Cleaning your brush often, after every color change, is, for me, one of the big keys to trouble free air brush painting.
I'd suggest you have a tupperware full of clean water next to your painting station, some rags, and a spray bottle with water and a couple of drops of dish washing liquid mixed in.
When you finish with one color, drip the excess paint back into the paint bottle, wipe out the brush's bowl with a rag, dip the bowl into the clean water, and back flush it well. Do that several times. Then use the soap/water spray bottle to fill the bowl again, back flush well, and clean out the nozzle with a soft brush and the soap solution.
Take the needle out and wipe it clean. Then put it back in CAREFULLY. Bent needles are a nightmare.
Then flush one more time with water, and you're ready to paint again.
Once you develop a routine, it doesn't take long, and it will help avoid lots of the problems we all encounter with air brushes.
Have some acetone handy, and use it to backflush your brush once a week or so, and it will keep the paint from building up in the tiny air holes around the nozzle.
Depending on the paints you use, how hot it is, and how much you thin your paints, you may find you need to do the cleaning routine more or less often.

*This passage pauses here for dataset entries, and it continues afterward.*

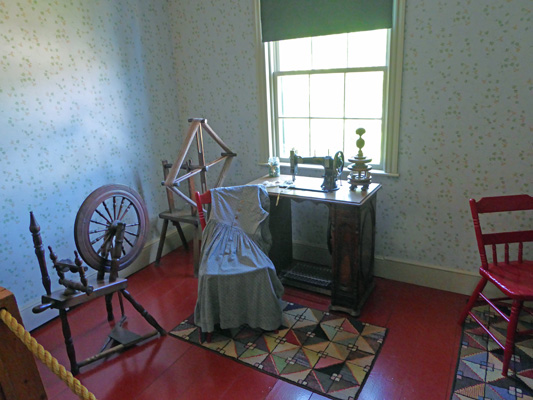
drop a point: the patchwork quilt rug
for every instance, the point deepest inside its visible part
(480, 361)
(326, 353)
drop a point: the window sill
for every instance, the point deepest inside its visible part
(316, 170)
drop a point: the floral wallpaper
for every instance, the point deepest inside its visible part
(99, 92)
(87, 98)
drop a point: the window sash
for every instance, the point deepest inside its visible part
(393, 84)
(276, 118)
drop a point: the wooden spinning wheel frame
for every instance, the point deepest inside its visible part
(96, 225)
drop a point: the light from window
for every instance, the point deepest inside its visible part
(324, 88)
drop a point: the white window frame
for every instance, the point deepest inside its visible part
(392, 93)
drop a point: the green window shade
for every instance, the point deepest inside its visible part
(291, 19)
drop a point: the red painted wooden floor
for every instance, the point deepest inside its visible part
(417, 360)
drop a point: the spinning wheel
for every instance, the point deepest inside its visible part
(97, 221)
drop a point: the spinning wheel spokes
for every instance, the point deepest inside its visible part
(96, 225)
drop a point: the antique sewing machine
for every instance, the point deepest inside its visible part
(333, 167)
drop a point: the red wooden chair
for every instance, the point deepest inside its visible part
(202, 199)
(512, 276)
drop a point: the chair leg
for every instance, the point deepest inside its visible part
(511, 332)
(473, 298)
(182, 235)
(161, 241)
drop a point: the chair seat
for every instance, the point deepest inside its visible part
(514, 279)
(180, 216)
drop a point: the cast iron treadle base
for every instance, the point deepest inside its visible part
(305, 275)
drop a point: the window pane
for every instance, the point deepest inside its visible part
(364, 94)
(329, 51)
(294, 54)
(293, 100)
(327, 95)
(326, 137)
(294, 133)
(372, 138)
(367, 49)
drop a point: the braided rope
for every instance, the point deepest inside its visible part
(43, 355)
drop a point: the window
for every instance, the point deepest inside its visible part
(320, 89)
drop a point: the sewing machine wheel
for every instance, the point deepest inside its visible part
(338, 162)
(96, 224)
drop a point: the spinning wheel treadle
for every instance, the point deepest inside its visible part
(97, 221)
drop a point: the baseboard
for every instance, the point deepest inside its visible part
(147, 256)
(436, 277)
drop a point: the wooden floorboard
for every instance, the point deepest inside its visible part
(417, 360)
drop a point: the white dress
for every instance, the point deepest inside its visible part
(237, 282)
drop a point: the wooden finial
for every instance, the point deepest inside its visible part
(35, 230)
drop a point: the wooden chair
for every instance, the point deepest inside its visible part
(513, 276)
(177, 217)
(237, 284)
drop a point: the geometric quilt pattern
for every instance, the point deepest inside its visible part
(479, 367)
(326, 353)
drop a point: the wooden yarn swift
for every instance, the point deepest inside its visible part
(172, 181)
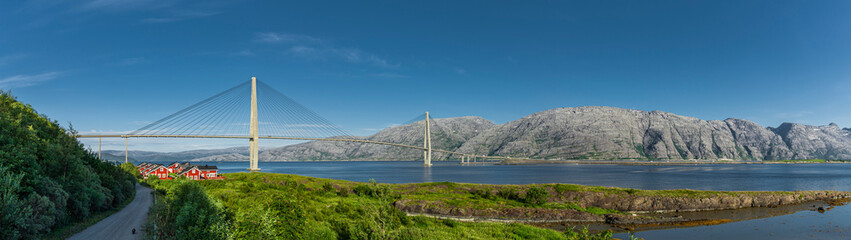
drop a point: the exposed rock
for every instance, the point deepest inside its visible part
(447, 134)
(614, 133)
(815, 142)
(593, 133)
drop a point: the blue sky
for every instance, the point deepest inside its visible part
(115, 65)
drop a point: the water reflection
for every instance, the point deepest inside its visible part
(831, 224)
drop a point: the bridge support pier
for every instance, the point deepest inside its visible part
(253, 144)
(427, 143)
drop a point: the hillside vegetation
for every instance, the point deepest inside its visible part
(47, 179)
(280, 206)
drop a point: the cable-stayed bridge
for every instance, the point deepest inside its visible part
(254, 110)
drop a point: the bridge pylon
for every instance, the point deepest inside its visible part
(254, 136)
(427, 143)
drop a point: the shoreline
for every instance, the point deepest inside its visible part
(583, 162)
(573, 205)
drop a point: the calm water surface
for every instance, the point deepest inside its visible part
(833, 224)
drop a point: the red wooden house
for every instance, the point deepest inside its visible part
(157, 170)
(191, 172)
(209, 172)
(143, 168)
(174, 167)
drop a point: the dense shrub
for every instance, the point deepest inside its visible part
(188, 213)
(584, 234)
(536, 196)
(483, 193)
(509, 194)
(48, 178)
(373, 189)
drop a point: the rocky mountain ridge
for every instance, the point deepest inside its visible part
(592, 133)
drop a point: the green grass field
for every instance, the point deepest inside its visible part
(268, 206)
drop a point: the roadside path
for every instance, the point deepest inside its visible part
(119, 225)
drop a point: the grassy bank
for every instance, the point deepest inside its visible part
(48, 181)
(268, 206)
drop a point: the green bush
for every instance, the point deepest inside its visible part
(509, 194)
(584, 234)
(483, 193)
(50, 175)
(188, 213)
(373, 189)
(536, 196)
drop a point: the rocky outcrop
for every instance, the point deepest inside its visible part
(447, 134)
(815, 142)
(589, 133)
(608, 133)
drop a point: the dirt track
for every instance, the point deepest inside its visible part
(120, 224)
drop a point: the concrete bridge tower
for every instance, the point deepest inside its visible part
(253, 144)
(427, 143)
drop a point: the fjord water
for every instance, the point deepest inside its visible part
(833, 224)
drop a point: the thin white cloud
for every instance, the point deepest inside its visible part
(27, 80)
(390, 75)
(175, 16)
(4, 60)
(124, 5)
(271, 37)
(309, 47)
(131, 61)
(246, 52)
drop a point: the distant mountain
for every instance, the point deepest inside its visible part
(592, 133)
(615, 133)
(227, 154)
(447, 134)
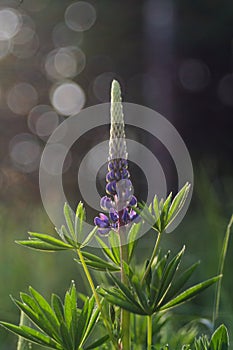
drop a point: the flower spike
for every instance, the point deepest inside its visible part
(118, 187)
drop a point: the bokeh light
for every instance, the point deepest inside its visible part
(28, 49)
(36, 5)
(43, 120)
(10, 22)
(21, 98)
(25, 152)
(194, 75)
(159, 13)
(63, 36)
(67, 98)
(101, 85)
(80, 16)
(5, 45)
(66, 62)
(225, 90)
(52, 163)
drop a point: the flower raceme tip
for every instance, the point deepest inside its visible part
(119, 187)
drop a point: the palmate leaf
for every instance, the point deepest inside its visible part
(40, 245)
(119, 300)
(159, 215)
(32, 335)
(41, 241)
(37, 318)
(70, 220)
(132, 239)
(180, 281)
(98, 263)
(220, 339)
(57, 306)
(107, 251)
(60, 325)
(97, 343)
(188, 294)
(167, 277)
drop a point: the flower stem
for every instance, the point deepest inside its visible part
(91, 283)
(125, 315)
(149, 332)
(152, 256)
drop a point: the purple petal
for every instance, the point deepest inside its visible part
(110, 176)
(104, 231)
(124, 174)
(113, 215)
(134, 216)
(102, 221)
(125, 216)
(106, 203)
(111, 188)
(133, 201)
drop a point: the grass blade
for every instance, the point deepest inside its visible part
(220, 271)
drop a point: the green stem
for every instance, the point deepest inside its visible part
(152, 256)
(220, 270)
(149, 332)
(91, 283)
(125, 315)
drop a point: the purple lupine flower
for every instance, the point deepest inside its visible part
(120, 200)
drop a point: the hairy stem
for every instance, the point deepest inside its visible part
(149, 332)
(91, 283)
(125, 315)
(220, 270)
(152, 256)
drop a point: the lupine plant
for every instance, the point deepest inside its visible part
(132, 305)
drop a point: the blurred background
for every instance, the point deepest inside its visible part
(58, 57)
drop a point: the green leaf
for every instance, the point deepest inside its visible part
(124, 290)
(82, 323)
(164, 211)
(57, 307)
(36, 317)
(145, 212)
(66, 339)
(68, 311)
(177, 203)
(107, 251)
(97, 343)
(80, 216)
(189, 293)
(114, 243)
(220, 339)
(180, 281)
(39, 245)
(121, 302)
(89, 237)
(98, 263)
(155, 206)
(143, 298)
(51, 240)
(46, 310)
(32, 335)
(70, 220)
(92, 318)
(132, 239)
(168, 276)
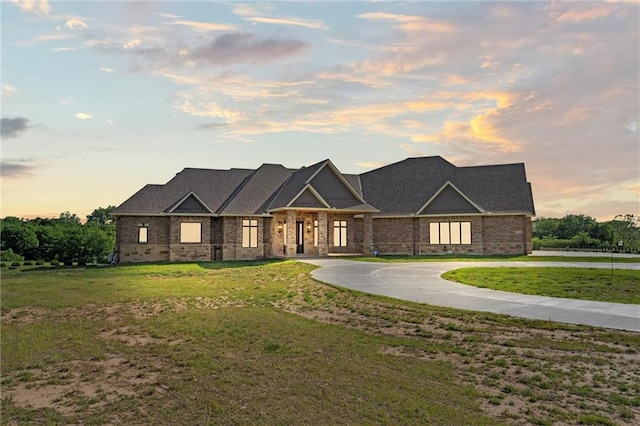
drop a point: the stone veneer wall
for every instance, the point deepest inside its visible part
(232, 239)
(155, 250)
(188, 252)
(507, 235)
(351, 234)
(477, 237)
(394, 235)
(489, 235)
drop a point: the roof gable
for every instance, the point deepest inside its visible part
(308, 197)
(449, 200)
(190, 203)
(333, 187)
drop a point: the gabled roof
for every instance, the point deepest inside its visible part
(256, 190)
(450, 200)
(325, 183)
(415, 186)
(407, 186)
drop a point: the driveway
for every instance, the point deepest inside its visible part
(421, 282)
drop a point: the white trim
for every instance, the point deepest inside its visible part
(313, 192)
(183, 199)
(336, 172)
(448, 183)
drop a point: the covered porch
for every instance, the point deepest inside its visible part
(322, 232)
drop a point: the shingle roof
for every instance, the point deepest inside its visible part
(400, 188)
(404, 187)
(251, 196)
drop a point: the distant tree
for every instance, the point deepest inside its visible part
(68, 217)
(572, 225)
(101, 217)
(17, 236)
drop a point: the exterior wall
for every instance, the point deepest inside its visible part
(155, 250)
(507, 235)
(279, 247)
(232, 239)
(489, 235)
(352, 244)
(188, 252)
(394, 235)
(222, 237)
(477, 236)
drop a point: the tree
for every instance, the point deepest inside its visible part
(101, 217)
(17, 236)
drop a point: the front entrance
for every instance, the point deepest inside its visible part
(299, 236)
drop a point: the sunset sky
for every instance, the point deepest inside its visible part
(101, 98)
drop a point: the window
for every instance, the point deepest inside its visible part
(450, 233)
(190, 232)
(315, 233)
(340, 233)
(143, 234)
(249, 233)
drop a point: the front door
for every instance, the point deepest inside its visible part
(299, 236)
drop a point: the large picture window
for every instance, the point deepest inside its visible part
(143, 234)
(249, 233)
(450, 233)
(190, 232)
(340, 233)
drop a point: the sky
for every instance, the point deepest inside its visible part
(100, 98)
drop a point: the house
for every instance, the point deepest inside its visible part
(422, 205)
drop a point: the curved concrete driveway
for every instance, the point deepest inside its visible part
(421, 282)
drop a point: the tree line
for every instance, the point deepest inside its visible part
(64, 239)
(584, 232)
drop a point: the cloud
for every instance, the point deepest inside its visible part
(15, 169)
(38, 7)
(244, 47)
(410, 23)
(52, 37)
(12, 127)
(371, 164)
(75, 23)
(205, 26)
(8, 90)
(318, 25)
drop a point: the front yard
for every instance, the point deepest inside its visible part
(263, 343)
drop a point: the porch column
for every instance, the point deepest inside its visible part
(367, 237)
(291, 233)
(323, 246)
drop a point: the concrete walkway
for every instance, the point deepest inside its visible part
(421, 282)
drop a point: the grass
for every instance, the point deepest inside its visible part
(477, 258)
(620, 286)
(263, 343)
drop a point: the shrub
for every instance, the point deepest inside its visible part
(9, 256)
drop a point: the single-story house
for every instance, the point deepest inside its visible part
(422, 205)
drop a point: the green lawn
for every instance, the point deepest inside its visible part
(619, 285)
(476, 258)
(263, 343)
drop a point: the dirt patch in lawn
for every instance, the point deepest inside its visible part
(524, 374)
(79, 386)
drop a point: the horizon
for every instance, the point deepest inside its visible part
(102, 98)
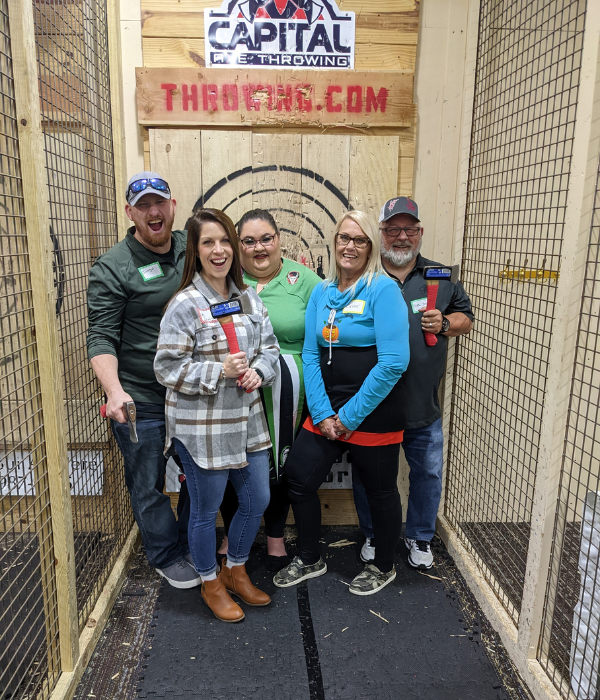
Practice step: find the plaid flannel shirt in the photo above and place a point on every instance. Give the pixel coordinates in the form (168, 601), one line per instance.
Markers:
(217, 421)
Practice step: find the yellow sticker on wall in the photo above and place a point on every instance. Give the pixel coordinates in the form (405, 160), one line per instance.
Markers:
(357, 306)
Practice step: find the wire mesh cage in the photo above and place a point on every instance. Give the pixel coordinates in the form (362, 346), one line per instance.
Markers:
(29, 650)
(526, 88)
(72, 51)
(569, 646)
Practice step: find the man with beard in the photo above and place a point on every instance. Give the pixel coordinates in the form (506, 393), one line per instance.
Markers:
(129, 286)
(423, 443)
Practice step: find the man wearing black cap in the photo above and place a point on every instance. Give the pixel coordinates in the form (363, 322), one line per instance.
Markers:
(423, 444)
(129, 286)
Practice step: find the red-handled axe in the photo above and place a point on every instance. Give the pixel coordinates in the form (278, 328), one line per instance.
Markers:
(433, 275)
(224, 312)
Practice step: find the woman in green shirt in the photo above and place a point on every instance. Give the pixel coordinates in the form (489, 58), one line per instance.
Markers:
(285, 287)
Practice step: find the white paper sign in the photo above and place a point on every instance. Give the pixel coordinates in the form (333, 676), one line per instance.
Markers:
(86, 473)
(279, 34)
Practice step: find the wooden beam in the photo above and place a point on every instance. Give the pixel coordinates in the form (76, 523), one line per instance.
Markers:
(67, 683)
(116, 97)
(35, 196)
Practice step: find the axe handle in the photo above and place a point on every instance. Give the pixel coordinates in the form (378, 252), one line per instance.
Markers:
(229, 329)
(432, 288)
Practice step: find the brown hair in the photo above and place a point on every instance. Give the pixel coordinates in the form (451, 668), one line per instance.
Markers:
(192, 261)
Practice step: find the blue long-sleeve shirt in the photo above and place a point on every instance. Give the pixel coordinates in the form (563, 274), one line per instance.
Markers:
(370, 315)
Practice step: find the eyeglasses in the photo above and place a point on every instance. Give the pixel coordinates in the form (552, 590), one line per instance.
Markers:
(140, 185)
(395, 231)
(359, 241)
(265, 241)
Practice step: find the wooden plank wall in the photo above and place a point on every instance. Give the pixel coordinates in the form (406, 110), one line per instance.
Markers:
(386, 39)
(365, 167)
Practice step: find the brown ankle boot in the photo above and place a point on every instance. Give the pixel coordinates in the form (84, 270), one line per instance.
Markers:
(219, 601)
(236, 581)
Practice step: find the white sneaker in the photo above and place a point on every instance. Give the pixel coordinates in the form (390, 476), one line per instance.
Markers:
(419, 554)
(367, 551)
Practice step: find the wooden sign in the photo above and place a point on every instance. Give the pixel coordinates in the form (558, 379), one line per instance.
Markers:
(249, 97)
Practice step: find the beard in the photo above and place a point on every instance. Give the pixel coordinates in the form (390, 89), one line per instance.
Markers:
(154, 239)
(400, 257)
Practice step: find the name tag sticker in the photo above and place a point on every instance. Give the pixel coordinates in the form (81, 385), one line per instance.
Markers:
(151, 272)
(419, 305)
(354, 307)
(205, 316)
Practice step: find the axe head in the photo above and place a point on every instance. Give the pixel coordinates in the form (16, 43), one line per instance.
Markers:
(434, 272)
(235, 305)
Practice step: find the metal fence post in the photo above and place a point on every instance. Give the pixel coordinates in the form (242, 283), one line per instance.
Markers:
(35, 194)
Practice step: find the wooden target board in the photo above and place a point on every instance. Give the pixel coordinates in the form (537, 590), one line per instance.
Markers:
(306, 181)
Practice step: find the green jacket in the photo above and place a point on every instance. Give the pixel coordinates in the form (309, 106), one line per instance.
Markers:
(125, 308)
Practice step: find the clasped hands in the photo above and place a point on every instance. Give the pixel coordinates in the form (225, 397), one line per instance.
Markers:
(333, 428)
(236, 367)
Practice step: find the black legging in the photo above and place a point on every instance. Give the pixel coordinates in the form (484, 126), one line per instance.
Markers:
(306, 468)
(275, 515)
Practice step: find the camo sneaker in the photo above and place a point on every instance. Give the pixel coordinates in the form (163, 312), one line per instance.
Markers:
(297, 571)
(371, 580)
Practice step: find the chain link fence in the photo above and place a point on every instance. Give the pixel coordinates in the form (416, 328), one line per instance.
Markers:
(29, 649)
(72, 51)
(569, 647)
(525, 103)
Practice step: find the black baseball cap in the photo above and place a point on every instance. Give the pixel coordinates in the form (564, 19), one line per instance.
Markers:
(399, 205)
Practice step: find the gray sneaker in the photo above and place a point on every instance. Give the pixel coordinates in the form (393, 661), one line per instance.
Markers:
(180, 575)
(371, 580)
(296, 572)
(419, 554)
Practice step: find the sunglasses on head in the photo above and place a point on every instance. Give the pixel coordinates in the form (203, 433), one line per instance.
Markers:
(153, 182)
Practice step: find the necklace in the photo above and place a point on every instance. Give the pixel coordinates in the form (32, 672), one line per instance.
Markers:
(272, 277)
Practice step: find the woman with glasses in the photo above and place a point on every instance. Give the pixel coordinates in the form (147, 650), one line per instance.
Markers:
(284, 287)
(214, 413)
(355, 350)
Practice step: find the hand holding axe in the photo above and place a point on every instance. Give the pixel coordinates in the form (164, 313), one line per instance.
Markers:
(223, 312)
(433, 274)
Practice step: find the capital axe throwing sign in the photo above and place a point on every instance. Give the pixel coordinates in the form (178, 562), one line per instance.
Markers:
(279, 33)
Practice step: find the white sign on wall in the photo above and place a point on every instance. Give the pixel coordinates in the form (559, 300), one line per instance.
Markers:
(279, 34)
(86, 473)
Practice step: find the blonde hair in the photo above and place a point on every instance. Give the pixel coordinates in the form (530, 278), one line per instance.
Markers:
(368, 226)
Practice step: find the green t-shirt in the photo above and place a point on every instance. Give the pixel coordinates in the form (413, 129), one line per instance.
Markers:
(286, 297)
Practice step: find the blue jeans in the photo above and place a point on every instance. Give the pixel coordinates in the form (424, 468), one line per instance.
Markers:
(164, 536)
(206, 488)
(424, 452)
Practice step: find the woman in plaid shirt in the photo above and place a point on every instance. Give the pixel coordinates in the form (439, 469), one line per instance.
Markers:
(214, 414)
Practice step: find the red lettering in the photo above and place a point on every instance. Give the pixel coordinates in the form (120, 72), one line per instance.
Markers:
(169, 87)
(354, 98)
(377, 102)
(302, 97)
(187, 98)
(252, 102)
(284, 98)
(209, 98)
(329, 99)
(230, 98)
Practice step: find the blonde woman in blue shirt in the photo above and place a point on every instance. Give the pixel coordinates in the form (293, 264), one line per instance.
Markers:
(355, 351)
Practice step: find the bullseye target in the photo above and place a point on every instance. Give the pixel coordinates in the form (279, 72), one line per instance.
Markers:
(305, 220)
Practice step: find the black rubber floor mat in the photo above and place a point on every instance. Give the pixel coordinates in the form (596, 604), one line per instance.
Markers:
(194, 654)
(405, 641)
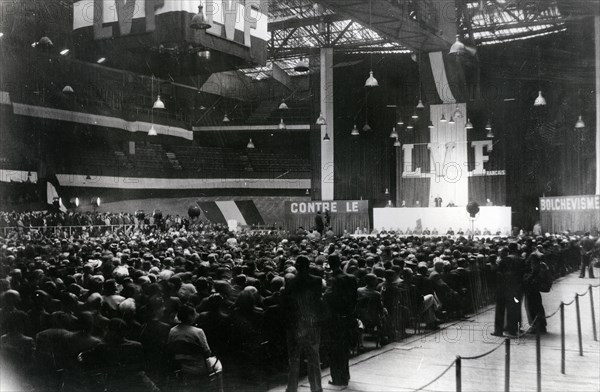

I do it a lot, and don't have to do an acetone cleaning very often at all.
I do use a spray bottle of Windex as a part of my cleaning routine, with a backflush with Windex between the first water backflush and the dishsoap flush, but some people say Windex, or at least the ammonia in it, attacks the chrome of the air brush. I flush it all out so well I don't worry about it, and the ammonia is good at breaking up any dried paint.
The other key is thinning whatever paint I'm using to the consistency of skim milk, and just using more coats, with each coat heat set with a hair dryer. Use whatever thinner the paint manuf. recommends, and you won't go wrong.